Ces éléments établissent, certes, de fortes tensions et oppositions entre Mme [X] et la direction mais ils sont insuffisants pour faire présumer l'existence de la discrimination alléguée qui, en l'absence de trouble manifeste, ne peut relever que de l'appréciation du juge du fond.
En conséquence, Mme [X] sera déboutée de sa demande de provision, et l'ordonnance également confirmée sur ce point.
Sur les demandes accessoires
La somme de 500 € sera allouée à Mme [X] sur le fondement de l'article 700 du code de procédure civile, en sus de celle allouée en première instance.
Les dépens de première instance et d'appel sont mis à la charge de l'Association ADMR.
PAR CES MOTIFS
LA COUR,
STATUANT contradictoirement, en dernier ressort et par arrêt mis à la disposition des parties au greffe,
CONFIRME l'ordonnance de référé du conseil des prud'hommes de CHARTRES en date du 10 avril 2014, sauf en ce qui concerne l'astreinte ;
Statuant à nouveau, de ce dernier chef,
DIT n' y avoir lieu à astreinte ;
CONDAMNE l'Association ADMR à payer à Mme [X] la somme de 500 € sur le fondement de l'article 700 du code de procédure civile, en sus de celle allouée en première instance ;
CONDAMNE l'Association ADMR aux dépens de première instance et d'appel.

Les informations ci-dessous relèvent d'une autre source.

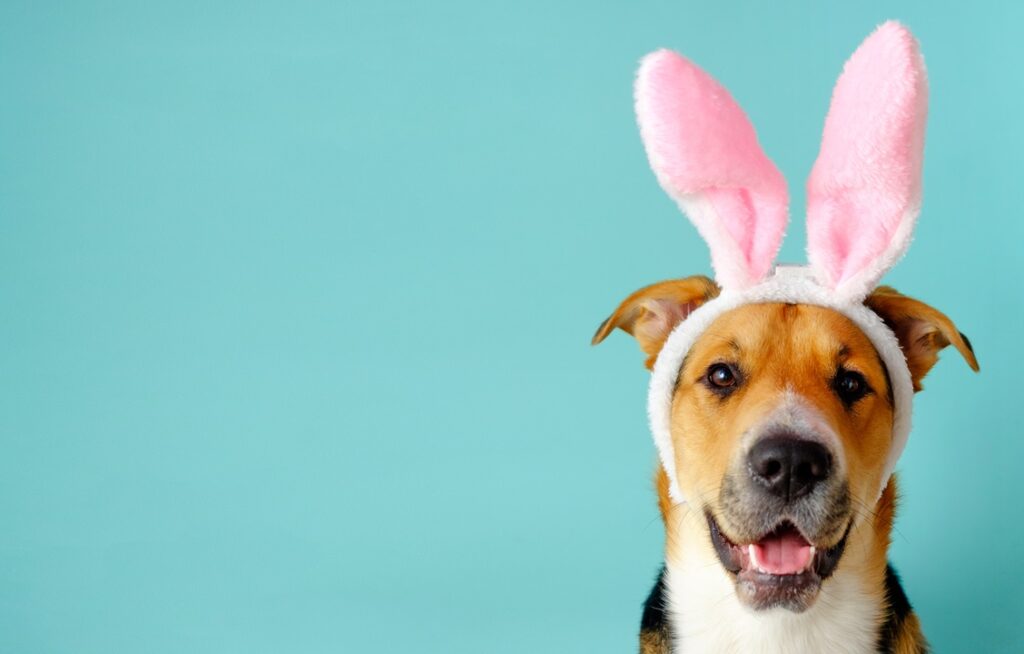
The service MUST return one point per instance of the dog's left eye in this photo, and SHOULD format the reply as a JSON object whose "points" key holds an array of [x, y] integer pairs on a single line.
{"points": [[850, 386], [721, 377]]}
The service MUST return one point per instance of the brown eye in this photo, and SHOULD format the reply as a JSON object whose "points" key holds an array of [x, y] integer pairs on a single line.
{"points": [[850, 386], [721, 376]]}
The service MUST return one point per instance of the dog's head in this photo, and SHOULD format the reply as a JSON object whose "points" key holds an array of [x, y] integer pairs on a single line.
{"points": [[781, 421]]}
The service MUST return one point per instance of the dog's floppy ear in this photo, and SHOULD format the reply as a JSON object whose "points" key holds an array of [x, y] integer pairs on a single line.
{"points": [[651, 313], [922, 331]]}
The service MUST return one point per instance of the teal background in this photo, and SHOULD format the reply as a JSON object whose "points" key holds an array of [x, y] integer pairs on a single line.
{"points": [[297, 301]]}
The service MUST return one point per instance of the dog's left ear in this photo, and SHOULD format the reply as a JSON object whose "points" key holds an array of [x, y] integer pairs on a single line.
{"points": [[652, 312], [922, 331]]}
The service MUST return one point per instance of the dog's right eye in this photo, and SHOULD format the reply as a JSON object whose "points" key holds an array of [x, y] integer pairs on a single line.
{"points": [[722, 378]]}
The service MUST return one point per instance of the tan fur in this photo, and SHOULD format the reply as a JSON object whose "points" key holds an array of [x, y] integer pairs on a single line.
{"points": [[784, 349]]}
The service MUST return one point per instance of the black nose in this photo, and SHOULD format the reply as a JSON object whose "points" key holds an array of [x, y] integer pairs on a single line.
{"points": [[787, 467]]}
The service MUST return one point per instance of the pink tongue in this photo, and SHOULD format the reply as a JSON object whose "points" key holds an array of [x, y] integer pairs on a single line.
{"points": [[786, 553]]}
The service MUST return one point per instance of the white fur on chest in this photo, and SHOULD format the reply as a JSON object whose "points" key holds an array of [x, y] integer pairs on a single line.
{"points": [[708, 618]]}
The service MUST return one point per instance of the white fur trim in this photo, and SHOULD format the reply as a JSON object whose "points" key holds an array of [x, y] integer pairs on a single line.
{"points": [[791, 285]]}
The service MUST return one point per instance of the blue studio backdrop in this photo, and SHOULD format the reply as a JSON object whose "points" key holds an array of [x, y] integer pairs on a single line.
{"points": [[296, 301]]}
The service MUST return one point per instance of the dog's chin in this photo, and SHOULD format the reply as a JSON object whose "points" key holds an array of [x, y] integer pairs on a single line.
{"points": [[781, 569]]}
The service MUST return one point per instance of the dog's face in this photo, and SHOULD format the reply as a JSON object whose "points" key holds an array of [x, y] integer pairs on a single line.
{"points": [[781, 422]]}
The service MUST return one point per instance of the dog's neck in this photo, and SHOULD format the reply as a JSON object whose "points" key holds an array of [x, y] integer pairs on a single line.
{"points": [[705, 614]]}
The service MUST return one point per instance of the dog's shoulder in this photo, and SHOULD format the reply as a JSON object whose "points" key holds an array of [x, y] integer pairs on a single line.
{"points": [[655, 637], [901, 631]]}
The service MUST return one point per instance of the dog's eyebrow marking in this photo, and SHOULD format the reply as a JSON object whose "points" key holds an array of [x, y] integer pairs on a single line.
{"points": [[889, 383]]}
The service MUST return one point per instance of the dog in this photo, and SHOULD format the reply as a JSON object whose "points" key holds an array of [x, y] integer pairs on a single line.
{"points": [[784, 411]]}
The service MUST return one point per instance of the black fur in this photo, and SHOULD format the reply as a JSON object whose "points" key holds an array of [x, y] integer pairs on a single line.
{"points": [[899, 609], [654, 623]]}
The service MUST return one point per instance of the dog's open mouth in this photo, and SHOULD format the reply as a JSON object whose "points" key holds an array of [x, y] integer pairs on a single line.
{"points": [[780, 569]]}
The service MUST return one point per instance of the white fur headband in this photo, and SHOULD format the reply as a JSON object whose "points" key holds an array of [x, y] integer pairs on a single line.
{"points": [[863, 197]]}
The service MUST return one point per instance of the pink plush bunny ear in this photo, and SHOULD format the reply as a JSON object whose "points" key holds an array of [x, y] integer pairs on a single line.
{"points": [[863, 194], [706, 155]]}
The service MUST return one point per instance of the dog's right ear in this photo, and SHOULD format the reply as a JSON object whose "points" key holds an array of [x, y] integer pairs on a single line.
{"points": [[651, 313]]}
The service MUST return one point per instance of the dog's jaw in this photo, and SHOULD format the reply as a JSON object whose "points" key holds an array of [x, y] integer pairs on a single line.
{"points": [[707, 615]]}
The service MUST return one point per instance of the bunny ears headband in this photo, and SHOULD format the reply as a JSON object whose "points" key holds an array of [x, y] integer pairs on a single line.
{"points": [[863, 197]]}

- prononcé par mise à disposition de l'arrêt au greffe de la cour, les parties en ayant été préalablement avisées dans les conditions prévues au deuxième alinéa de l'article 450 du code de procédure civile,
- signé par Catherine BÉZIO, président, et par Sabine MARÉVILLE, greffier, auquel le magistrat signataire a rendu la minute.